If I had my time again, I would do it all the same, to quote Big Audio Dynamite. With some slight alterations. So, in the spirit of narcissistic blog posts everywhere, here are some things I would do differently if I had my teenage years again:
  1. I would never behave like a ridiculous caricature of an obnoxious teenager (occasions which I like to think were pretty rare, but you'd probably have to ask my mum if you wanted the truth). If I started over I like to think I'd have more self-awareness.
  2. I would not delude myself from the ages of thirteen to sixteen that external success directly relates to being a fulfilled and self-actualized human being.
  3. I would not fixate quite so heavily on being smart, and proving that I was smart.
  4. I would just let myself be a weirdo introvert. Everyone acts as if we are all supposed to be extroverted and outgoing as if that is the ideal human state, but really we do need some people to be quiet and reflective and listen. Introspection is not a bad thing, and I didn't need to feel bad for being so much in my own head, since being so much in my own head is what gives me the ability to write.
  5. I would not spend so much time on the internet, oh my goodness. I have been so enamored with the internet for so long and in the last two years it's occurred to me that maybe the physical world is pretty awesome too, and I've been ignoring it a bit too much.
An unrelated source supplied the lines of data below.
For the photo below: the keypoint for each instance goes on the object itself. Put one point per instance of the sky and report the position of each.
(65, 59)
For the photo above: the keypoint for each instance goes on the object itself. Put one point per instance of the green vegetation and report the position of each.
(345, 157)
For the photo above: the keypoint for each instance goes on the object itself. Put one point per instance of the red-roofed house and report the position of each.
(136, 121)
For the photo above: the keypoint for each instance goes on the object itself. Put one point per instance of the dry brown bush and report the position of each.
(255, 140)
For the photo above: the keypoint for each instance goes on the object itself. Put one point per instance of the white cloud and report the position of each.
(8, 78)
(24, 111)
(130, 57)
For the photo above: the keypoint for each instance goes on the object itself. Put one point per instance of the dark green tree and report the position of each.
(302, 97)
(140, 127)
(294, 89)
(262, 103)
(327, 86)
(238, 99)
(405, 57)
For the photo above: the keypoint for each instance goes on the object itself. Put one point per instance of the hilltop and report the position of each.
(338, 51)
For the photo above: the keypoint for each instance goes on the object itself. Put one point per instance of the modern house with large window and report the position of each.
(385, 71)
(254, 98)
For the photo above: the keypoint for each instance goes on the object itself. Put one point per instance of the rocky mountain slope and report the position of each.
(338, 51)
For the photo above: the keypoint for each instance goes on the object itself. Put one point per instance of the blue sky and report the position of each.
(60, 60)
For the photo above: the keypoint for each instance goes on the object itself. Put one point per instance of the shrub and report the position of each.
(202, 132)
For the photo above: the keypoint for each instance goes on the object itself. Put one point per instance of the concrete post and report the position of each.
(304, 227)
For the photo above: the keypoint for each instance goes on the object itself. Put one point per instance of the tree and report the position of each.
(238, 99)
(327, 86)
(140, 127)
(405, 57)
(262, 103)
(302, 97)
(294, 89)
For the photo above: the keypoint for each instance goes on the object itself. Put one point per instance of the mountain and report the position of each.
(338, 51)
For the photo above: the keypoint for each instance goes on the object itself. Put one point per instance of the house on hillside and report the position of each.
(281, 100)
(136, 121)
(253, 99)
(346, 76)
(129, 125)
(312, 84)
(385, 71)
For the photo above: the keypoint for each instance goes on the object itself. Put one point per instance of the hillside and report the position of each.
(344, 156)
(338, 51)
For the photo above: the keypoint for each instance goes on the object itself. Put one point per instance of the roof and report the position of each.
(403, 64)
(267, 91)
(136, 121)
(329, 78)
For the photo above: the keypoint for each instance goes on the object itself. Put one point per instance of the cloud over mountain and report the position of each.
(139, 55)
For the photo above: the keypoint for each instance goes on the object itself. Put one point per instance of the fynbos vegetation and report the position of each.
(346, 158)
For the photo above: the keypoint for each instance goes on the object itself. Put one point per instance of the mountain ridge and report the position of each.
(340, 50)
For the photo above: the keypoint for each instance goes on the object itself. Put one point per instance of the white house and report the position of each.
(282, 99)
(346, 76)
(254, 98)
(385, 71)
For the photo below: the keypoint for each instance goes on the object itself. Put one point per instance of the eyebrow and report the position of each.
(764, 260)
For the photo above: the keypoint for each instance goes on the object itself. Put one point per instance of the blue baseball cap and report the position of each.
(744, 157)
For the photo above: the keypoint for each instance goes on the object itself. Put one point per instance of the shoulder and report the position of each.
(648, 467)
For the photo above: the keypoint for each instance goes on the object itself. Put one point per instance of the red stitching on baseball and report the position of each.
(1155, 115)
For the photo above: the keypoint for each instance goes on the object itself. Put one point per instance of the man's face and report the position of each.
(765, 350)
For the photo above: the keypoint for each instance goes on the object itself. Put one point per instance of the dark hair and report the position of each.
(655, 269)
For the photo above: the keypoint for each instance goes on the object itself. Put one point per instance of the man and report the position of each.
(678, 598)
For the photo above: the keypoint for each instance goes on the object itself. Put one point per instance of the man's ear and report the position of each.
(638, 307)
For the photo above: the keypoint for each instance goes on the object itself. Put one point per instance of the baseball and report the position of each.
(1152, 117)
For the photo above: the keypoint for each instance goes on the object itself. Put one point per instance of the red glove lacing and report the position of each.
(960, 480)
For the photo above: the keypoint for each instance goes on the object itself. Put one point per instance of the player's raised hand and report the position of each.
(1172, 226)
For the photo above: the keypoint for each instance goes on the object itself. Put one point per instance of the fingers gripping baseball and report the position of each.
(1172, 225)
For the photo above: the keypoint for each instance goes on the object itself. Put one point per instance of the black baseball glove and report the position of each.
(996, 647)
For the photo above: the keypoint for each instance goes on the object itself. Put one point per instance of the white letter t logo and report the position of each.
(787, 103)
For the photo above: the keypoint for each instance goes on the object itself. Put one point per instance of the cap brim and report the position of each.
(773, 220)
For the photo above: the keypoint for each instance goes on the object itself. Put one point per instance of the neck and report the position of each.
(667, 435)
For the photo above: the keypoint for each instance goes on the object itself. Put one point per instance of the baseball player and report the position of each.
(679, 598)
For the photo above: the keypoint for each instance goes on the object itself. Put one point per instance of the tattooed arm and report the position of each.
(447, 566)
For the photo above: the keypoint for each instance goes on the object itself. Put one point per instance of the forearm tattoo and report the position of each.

I don't know, technology is a drug.
  6. I would dress better. I picked some really terrible outfits for several years there. I continue to do so. If I'd been born any other species this wouldn't be a problem, and neither would my inability to work a keyboard properly. Unless I was a monkey that scientists were training to type and choose its own outfits. In which case I would be a very disappointing monkey.
  7. I would not miss quite as many opportunities out of fear or anxiety or overwhelm. The whole 'you regret the things you didn't do, not the things you did do' does not seem entirely true to me - maybe when I am on my deathbed I'll stop regretting dumb things I said and problems I dealt with badly. But I do regret things I avoided doing. As much as regret is a useless emotion.
  8. I would not have given up certain things. I could've been a prodigious musician by now, gosh! I would learn, learn, learn everything. I would read more non-fiction, perhaps, and take more classes, and learn to dance.
  9. I would care less what people thought of me (by 'me' I mean 'me plus all of the words I write which I regard as an extension of me against my better judgement'). This includes reading reviews.
  10. If I got to go back to being thirteen, having lived through my teenage years, knowing that I managed to avoid becoming an off-the-rails teen, am doing quite well with the writing-business, and that finishing high school was ultimately not all that difficult, I can tell you absolutely and definitively: I would stress less. But there being no unknown to fear would probably take the magic out of everything. Having never travelled back in time, I cannot tell you this for sure.